Restauration d'une carde "repasseuse" du début XIXème siècle

origine : Filature de Saurat en Ariège

Travaux effectués le 27 octobre 2001

Démarrage du tournage d'un cylindre "débourreur"

Le débourreur doit présenter une circonférence bien régulière sur toute sa longueur et bien positionnée par rapport à son axe de rotation afin de travailler sans à-coups.
Le chariot supportant l'outil de coupe est déplacé à l'aide d'une manivelle relié à une vis sans fin.


Travail de l'outil de coupe


 

Positionnement de l'outil de coupe.

Après une première course, l'outil de coupe est désolidarisé de la vis sans fin et repositionné pour un nouveau passage devant le cylindre.

Le cylindre ne tourne pas encore rond. Il va falloir refaire une coupe.

 

Évaluation du travail. La main experte du technicien glisse sur le bois et apprécie le travail effectué.

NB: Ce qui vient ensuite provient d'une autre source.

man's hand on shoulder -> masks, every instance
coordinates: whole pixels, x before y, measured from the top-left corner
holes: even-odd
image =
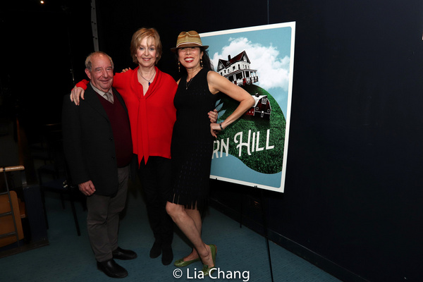
[[[91,180],[80,183],[78,185],[78,187],[79,188],[80,191],[81,191],[85,196],[90,196],[95,192],[95,188],[94,187],[94,184],[92,184],[92,181]]]

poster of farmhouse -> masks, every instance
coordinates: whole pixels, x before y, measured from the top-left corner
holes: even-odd
[[[283,192],[289,136],[295,23],[200,34],[214,70],[255,104],[214,141],[210,178]],[[218,123],[238,102],[221,94]]]

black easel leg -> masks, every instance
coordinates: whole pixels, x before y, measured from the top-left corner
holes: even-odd
[[[270,267],[270,276],[271,277],[271,281],[273,282],[273,269],[271,267],[271,257],[270,255],[270,247],[269,246],[269,237],[267,236],[267,221],[266,220],[266,213],[264,212],[264,198],[263,197],[263,189],[261,189],[262,195],[262,216],[263,216],[263,228],[264,230],[264,237],[266,238],[266,245],[267,246],[267,255],[269,257],[269,266]]]
[[[240,228],[243,228],[243,202],[244,201],[244,192],[241,190],[241,196],[240,197],[241,200],[241,204],[240,206]]]

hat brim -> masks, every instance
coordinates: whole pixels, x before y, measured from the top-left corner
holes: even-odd
[[[187,48],[187,47],[200,47],[200,48],[203,47],[205,50],[207,48],[209,48],[209,45],[198,45],[198,44],[182,44],[177,47],[171,48],[171,51],[174,53],[176,53],[176,50],[178,50],[178,49]]]

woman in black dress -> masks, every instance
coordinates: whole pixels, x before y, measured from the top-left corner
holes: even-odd
[[[209,193],[213,137],[254,105],[248,92],[212,70],[207,47],[192,30],[180,32],[176,47],[172,49],[186,74],[178,81],[173,100],[176,121],[171,153],[173,192],[166,204],[168,213],[194,246],[189,255],[174,264],[181,267],[201,260],[204,276],[214,270],[216,252],[214,245],[207,245],[201,238],[200,212]],[[219,92],[240,104],[223,123],[210,123],[204,113],[213,111]]]

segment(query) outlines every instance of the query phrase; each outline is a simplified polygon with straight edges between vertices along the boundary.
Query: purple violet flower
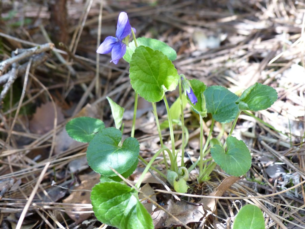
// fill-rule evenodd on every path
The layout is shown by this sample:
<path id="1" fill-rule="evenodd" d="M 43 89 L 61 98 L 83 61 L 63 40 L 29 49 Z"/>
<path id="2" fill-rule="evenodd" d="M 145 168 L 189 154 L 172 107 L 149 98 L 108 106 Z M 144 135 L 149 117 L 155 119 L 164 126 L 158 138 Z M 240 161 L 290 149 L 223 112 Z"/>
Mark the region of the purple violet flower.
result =
<path id="1" fill-rule="evenodd" d="M 119 15 L 116 37 L 109 36 L 106 38 L 96 52 L 106 54 L 111 52 L 112 60 L 110 62 L 116 64 L 126 53 L 126 44 L 122 41 L 131 33 L 131 29 L 127 14 L 125 12 L 121 12 Z M 132 29 L 135 31 L 135 29 Z"/>
<path id="2" fill-rule="evenodd" d="M 194 93 L 194 92 L 193 91 L 192 88 L 190 87 L 190 90 L 189 93 L 188 92 L 188 91 L 187 90 L 186 94 L 187 94 L 188 98 L 190 99 L 191 102 L 195 105 L 196 104 L 196 103 L 198 102 L 198 100 L 197 100 L 197 97 L 196 97 L 195 94 Z"/>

Détail de l'outil de coupe. Les copeaux enlevés ne sont pas bien gros, sinon le bois éclaterait.


 

3 passages ont été nécessaires pour rectifier le débourreur.
Retraités émérites, Jeannot et Jeannot, Techniciens Hautement Qualifiés de la filature, ont encore un peu de temps disponible à consacrer à la restauration de cette carde.

 

Ponçage : Malgré une régularité d'avancement de l'outil de coupe sur le cylindre, des petites bavures dues aux veines du bois apparaissent à la surface. Jeannot va fignoler le cylindre au papier verre d'un geste dont il a le secret.
Ce coup de main particulier, Jeannot le tient de son oncle, qui lui même le tenait de son aïeul.

 

Placage de la garniture. Le tour est polyvalent : après avoir servi à rectifier le diamètre du débourreur, une modification lui est apportée. Il est équipé d'un treuil à garnir.
L'appareil est vétuste, comme la plupart des machines exposées dans le musée. Avant de le mettre en service, la commission de contrôle vérifie s'il répond aux normes de sécurité. Raymond, perplexe, donne quelques tours de manivelle et donne le feu vert pour passer à la suite des opérations.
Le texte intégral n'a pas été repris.